I was in my very first week of working for TRM when Tex approached me about writing a feature. He then explained that the photo captions should be written flush left, flush right. I asked what that meant, and he explained that most captions are written flush left, ragged right. In laymen's terms, that is because the words are of different length so the sentence length staggers on the right, unless the layout artist alters the spacing between the letters to make them even. Tex told me to make the captions flush left and flush right, but did not tell me that the art department could make adjustments. It took me two days to come up with the nouns, verbs, and adjectives to make my sentences the correct length, but I did it. That was only the beginning of jokes and gags this newbie would have to endure, but as you can tell they left enough of a mark that I never forgot them.
I thought this was the supreme joke on the staff newcomer until Tom McMullen came up with the idea for the ultimate road trip: riding choppers across the United States. At least, that was what I was led to believe.
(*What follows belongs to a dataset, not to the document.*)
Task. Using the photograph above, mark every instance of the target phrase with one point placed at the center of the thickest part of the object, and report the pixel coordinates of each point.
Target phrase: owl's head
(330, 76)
Man, I was excited!
Everybody who was anybody into motorcycling during the early '70s had watched Easy Rider so many times that they could describe the next movie scene in detail before it happened, even lead you through the simple dialect. So it would be a given that an issue of STREET CHOPPER immortalizing Peter Fonda and Dennis Hopper's cross-country ride would sell like popcorn at the movies! I sat in on the editorial meeting where McMullen announced that he intended to recreate Captain America's famous cross-country trek, including a stopover at Mardi Gras in New Orleans along the way to Daytona Beach, Florida's Motorcycle Speed Week. Tom described how the radical bikes were being built by AEE Choppers, his motorcycle parts business, and how we would photograph and document this once-in-a-lifetime ride.
As a side note, AEE had built a number of Captain America and Billy bikes for a variety of show promoters across the country. Seems like everyone thought each bike was the real thing; however, there were a number of copies made and some facts that you may not have heard about until now. Number one, I was told that in the closing days of filming Easy Rider, the entire semitruck containing the famous motorcycles and filming gear was stolen. Chopper Specialties and AEE got a frantic phone call, then put their efforts together and built replacement bikes in a matter of weeks! Doubt me? If you get a chance to look at posters or Columbia Pictures' promo photos, the earliest images of Peter Fonda's bike features a Wishbone (bent downtubes) rigid frame. The later photos depict a straight leg rigid frame, so I suspect the rumor of the bikes being stolen is true!
But, back to the trip. Jim Clark was TRM Publishing's office manager, publisher, etc., and he was definitely in on this gag on young Steve. I had stuffed jeans, underwear, and T-shirts into a bag, installed new batteries into my camera gear, and was ready for our cross-country jaunt. This was going to be fun and I still couldn't believe I was being paid to haul, ride choppers, and transverse the U.S. to the bike mecca of Daytona Beach. I helped load the choppers, gas cans, oil, tools, then jumped into the shotgun seat. Away Jim and I went, with Tom following close behind. Trouble was, we were heading North on Interstate 5, which the last time I checked was towards San Francisco, not Florida. I asked only to be told we were taking the northern route (to Florida?).